Shifting from vernacular imagery, Umbrico turns to the masters of photography in her series "Range: of Masters of Photography" (2012-ongoing). For this series she appropriates the motif of the mountain from Aperture’s Masters of Photography publications, drawing on images from Edward Weston, Wynn Bullock, Henry Cartier-Bresson and Manuel Alvarez Bravo, among others. The impenetrable appearance of the mountain becomes just the opposite through Umbrico’s digital algorithms, which are fragmented and change with each iteration. Umbrico re-photographs the mountain images using her smart phone and various filters available from apps. Many of the apps she uses mimic analogue photography, creating the illusion of light leaks, chemical burn effects, discoloration or blemishes--mistakes that may occur when using analog film, but seem absurd in the digital realm. Although she creates new pictures, it is important to Umbrico that the original photograph remains identifiable, thus offering a view of the history of analog photography through digital processes.

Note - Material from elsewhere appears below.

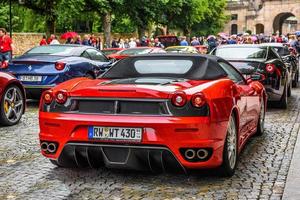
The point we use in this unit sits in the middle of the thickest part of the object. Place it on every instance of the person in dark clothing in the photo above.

Penelope Umbrico graduated from the Ontario College of Art and Design in Toronto (1980), and completed her MFA from the School of Visual Arts, New York (1989). She has received numerous awards and grants, including the John Smithsonian Artist Research Fellowship (2012), the John Simon Guggenheim Memorial Fellowship (2011) and the New York Foundation of the Arts fellowship (2002). Umbrico has participated extensively in solo and group exhibitions worldwide, at venues such as the Los Angeles County Museum of Art (2017); Museum für Kunst und Gewerbe,Hamburg, Germany (2015); Aperture Foundation, New York (2012); Foto Museum, Antwerp, Belgium (2012); Photographer’s Gallery, London (2012); PS1 Contemporary Art Center, New York (2009); and San Francisco Museum of Modern Art (2009/2010). Her work is part of numerous public collections, including the John s. Guggenheim Museum, New York; International Center of Photography, New York, Museum of Modern Art, New York, NY; Metropolitan Museum of Art, New York; Museum of Contemporary Art in San Diego; San Francisco Museum of Modern Art, CA; Orange County Museum of Art, CA; Museum of Fine Arts, Houston, TX; and Minneapolis Institute of Art, MN. She teaches in the MFA Photography, Video, and Related Media Program at the the School of Visual Arts in New York City, NY.